To hear more about Microsoft’s cloud plans, be sure to check out GigaOM’s Structure Conference in June where Microsoft cloud chief Satya Nadella will speak.

This story was updated at 4:21 a.m. PST with Microsoft comment and Amazon’s non-comment.

10 Responses to “Say what? Microsoft Azure’s a $1 billion business?”

  1. Roger Jennings

    It’s possible that sales to Amazon, Rackspace and others are license fees for Windows Server and SQL Server that these IaaS providers remit to Microsoft for Windows instance charges. If so, it’s a stretch to call this “Windows Azure” revenue.

    Note that Windows Azure IaaS services have been in preview (beta) mode since June 7, 2012. They became generally available (i.e., were released for production use) on April 22, 2013.

  2. Roger Jennings

    I wonder if “software provided to partners” includes the erstwhile Windows Azure Platform Appliance (WAPA), which Fujitsu uses to provide cloud services in Japan. HP, Dell and others committed to the program when announced at the Microsoft Worldwide Partners Conference 2010, but didn’t follow through.
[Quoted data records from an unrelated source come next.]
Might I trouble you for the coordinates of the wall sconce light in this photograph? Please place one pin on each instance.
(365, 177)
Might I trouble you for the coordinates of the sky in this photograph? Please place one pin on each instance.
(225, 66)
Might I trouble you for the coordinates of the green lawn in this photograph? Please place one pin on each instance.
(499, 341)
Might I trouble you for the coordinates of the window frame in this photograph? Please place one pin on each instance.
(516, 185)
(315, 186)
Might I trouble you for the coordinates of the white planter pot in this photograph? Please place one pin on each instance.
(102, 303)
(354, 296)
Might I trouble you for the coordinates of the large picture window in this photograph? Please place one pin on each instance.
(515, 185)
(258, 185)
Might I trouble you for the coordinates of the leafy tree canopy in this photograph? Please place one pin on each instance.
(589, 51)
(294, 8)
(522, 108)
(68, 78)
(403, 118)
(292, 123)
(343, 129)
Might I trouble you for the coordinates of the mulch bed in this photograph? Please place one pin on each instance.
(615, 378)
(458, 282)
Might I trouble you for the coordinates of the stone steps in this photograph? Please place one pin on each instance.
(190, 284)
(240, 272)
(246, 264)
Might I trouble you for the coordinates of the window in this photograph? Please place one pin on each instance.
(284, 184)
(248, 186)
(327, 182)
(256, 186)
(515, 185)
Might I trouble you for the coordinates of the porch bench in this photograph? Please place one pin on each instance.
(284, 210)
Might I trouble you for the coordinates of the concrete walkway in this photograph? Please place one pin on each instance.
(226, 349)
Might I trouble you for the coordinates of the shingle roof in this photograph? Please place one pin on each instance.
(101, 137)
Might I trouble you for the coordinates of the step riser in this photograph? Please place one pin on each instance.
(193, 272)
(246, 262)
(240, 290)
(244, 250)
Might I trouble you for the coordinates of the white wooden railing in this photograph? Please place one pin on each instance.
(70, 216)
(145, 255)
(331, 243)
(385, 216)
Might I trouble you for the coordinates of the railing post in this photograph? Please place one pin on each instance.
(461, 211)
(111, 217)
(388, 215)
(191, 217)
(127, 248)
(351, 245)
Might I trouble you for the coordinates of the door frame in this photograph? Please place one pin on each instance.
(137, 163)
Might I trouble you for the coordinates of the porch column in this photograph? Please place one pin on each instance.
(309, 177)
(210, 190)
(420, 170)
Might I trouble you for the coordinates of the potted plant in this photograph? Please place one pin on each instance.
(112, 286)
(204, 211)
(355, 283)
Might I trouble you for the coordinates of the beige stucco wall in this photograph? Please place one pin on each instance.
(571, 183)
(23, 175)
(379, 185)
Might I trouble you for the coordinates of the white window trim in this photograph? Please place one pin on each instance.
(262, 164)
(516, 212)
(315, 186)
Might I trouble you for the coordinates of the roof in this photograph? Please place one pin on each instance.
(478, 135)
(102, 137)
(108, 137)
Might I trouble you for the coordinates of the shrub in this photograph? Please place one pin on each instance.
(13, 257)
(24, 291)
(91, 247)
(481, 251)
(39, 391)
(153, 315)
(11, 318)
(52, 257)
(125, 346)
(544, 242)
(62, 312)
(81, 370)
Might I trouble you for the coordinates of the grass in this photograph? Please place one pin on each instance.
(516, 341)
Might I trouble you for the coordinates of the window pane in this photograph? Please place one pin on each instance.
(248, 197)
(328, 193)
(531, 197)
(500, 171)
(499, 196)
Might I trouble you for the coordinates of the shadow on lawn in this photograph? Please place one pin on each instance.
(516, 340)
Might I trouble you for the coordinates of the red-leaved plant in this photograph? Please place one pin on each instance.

  3. I’m seeing in Fortune 1000 Microsoft “giving away” five and six figure Azure allowances with EA purchases, and SA entitlements that bundle 365 at ridiculous rates ($1-2 per mailbox). Their sales staff is offering pretty crazy incentives to try to get people to use it. They are giving away storsimple SAN’s as long as you use them for cloud vaulting/replication/retention.

    • Doubters are hilarious. FTA:

      “About 20 percent of companies tapping the cloud use Azure, compared with 71 percent usage for Amazon”
      – Based on that stat, MS $250M quarterly annual revenue makes sense considering Amazon is at $750M. Both the market shares and revenues differ by a similar factor. Azure is succeeding on some level, like it or not.

  4. Scary thought here: what if, strictly defined, the cloud concept isn’t actually highly profitable? If it were, why would the market leader bury its numbers under a broad heading? What if providers are heading over a precipice because Wall Street expects them to be competitive in a field in which fundamentally makes very little business sense for them?

  5. The Gnome

    We’re dipping our toes into Azure at the tune of $120k initially. (we already give tons more to 365) This is because Amazon dosen’t seem to want to work to get the enterprises business, and I suspect Google will want customers to come to them as well (just like they were when we considered them for gmail)

    P.S. we’re a Fortune 200 15 billion $ company. Guess Amazon and Google are too big for us.